Me gustó la cabeza, pues tenía una expresión simpática y  ojos tristes, que me pareció me miraban desde su vacío, con un pico entreabierto que imaginaba, me quería hablar y  contar historias de su procedencia quizás… de sitios lejanos, que seguro, pertenecerían a un mundo, a un mundo que solo existiría pasando la esquina de casa, por donde se veía aparecer el micro rojo que alguna vez, tomáramos para ir al centro de tanto en tanto.

Pasaron a la cocina, y  mi madre les ofreció mate, pero nada para comer. Como solo teníamos cuatro sillas de paja, Jorgito y  yo, quedamos en el patio, él con su camioncito nuevo, que hacía rodar contento por el brocal, y  yo sentada en el mismo, con el pato, puesto en mi regazo, sobre mi vestido estampadito con hormiguitas, mientras el estómago seguía doliendo.

Sin soltar a mi nuevo amigo, a quien ubiqué debajo de mi brazo izquierdo, me dirigí con mis cuatro añitos valientes a la cocina y  acercándome  a la señora nueva, le pregunté, si tenía una moneda para comprar algún caramelo, o quizá un chupetín. Pero, la tal Panchita, se manifestó con una risita tierna, y  un: “¡Aaaayyy, no tengo nada m’ijita…! La nonita no le trajo golosinas pero…. La próxima vez…” 

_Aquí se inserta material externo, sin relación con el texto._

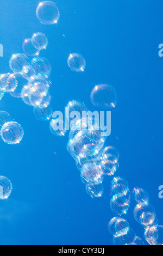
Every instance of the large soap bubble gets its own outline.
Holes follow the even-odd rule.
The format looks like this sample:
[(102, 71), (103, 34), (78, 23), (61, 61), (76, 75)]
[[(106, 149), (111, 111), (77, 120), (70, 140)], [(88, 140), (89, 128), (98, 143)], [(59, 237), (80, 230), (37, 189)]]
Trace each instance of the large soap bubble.
[(7, 177), (0, 176), (0, 199), (7, 199), (12, 190), (11, 181)]
[(10, 114), (5, 111), (0, 111), (0, 127), (5, 123), (11, 121)]
[(79, 53), (71, 53), (67, 59), (67, 64), (70, 69), (76, 72), (83, 72), (86, 66), (85, 59)]
[(96, 107), (115, 107), (117, 103), (116, 92), (111, 86), (99, 84), (92, 89), (91, 100)]
[(18, 144), (22, 139), (24, 131), (20, 124), (16, 122), (4, 124), (1, 130), (1, 136), (7, 144)]
[(45, 25), (57, 23), (60, 17), (60, 12), (57, 6), (52, 1), (40, 3), (36, 13), (38, 20)]
[(28, 65), (29, 59), (23, 53), (12, 54), (9, 60), (9, 66), (11, 70), (15, 72), (21, 72), (24, 66)]
[(41, 32), (35, 33), (33, 35), (32, 42), (36, 49), (40, 50), (46, 49), (48, 44), (46, 35)]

Tal acción, significó una reprimenda de mi madre, quien me envió de inmediato al patio a jugar, agregando que los niños no debían molestar a los mayores.

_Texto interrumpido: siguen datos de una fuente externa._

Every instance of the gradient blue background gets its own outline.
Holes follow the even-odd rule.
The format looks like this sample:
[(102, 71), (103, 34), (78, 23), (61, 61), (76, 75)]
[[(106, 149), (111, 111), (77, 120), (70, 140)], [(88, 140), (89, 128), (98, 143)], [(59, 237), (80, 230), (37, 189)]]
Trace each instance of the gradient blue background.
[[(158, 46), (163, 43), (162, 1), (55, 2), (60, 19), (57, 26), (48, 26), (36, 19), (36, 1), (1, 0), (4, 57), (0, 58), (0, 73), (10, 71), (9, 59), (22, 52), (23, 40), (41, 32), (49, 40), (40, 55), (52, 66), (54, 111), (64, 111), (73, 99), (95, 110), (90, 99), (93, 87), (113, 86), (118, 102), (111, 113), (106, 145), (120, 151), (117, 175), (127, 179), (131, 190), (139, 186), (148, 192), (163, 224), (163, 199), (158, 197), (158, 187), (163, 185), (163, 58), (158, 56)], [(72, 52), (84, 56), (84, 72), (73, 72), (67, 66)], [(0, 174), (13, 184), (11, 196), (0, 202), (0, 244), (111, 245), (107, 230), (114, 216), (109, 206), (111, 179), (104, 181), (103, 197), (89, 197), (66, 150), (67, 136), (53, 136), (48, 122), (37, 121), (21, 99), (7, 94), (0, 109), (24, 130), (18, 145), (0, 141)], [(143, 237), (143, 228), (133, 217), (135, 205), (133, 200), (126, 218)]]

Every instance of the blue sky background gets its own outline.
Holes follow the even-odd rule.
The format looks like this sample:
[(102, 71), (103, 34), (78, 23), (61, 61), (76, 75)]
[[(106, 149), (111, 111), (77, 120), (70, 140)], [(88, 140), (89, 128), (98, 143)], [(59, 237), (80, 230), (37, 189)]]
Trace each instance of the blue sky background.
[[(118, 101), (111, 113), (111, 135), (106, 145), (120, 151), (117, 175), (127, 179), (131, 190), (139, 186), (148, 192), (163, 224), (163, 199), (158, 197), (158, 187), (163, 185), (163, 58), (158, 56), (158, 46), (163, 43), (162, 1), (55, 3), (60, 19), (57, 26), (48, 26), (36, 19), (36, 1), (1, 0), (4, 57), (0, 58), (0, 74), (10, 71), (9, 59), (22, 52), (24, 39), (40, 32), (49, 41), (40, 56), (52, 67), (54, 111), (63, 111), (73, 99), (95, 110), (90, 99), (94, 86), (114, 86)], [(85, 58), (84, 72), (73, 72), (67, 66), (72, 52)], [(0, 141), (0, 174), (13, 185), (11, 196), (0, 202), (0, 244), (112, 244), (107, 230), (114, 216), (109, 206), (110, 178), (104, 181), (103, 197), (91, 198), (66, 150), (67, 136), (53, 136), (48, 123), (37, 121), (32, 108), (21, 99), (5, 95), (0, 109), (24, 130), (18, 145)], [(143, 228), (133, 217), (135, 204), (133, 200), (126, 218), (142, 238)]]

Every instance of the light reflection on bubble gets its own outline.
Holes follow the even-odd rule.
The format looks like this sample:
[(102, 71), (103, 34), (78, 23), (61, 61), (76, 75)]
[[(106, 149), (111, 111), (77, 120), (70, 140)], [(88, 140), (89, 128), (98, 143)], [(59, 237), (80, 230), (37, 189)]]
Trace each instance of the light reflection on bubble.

 Mi padre, como era habitual, se retiró a su taller, sin volver a aparecer…. Puesto que el mismo espacio donde pintaba, era una pieza que comunicaba con su dormitorio por una cortina interna, que no daba a la galería.

El fresco comenzaba a instalarse, mientras las campanas de la iglesia de la esquina, por la acción del padre Mïlder, tañían en el Ángelus.

El sol, apagaba sus últimos rayos quitándole luz natural, a la larga galería, que poco a poco, dejaba triangular una tenue y  mortecina luminosidad que provenía de la cocina. Una triste cocina, donde siendo un único punto de reunión… allí  se había olvidado cómo se había construido alguna vez, para una importante función familiar… para servir y  preparar comida.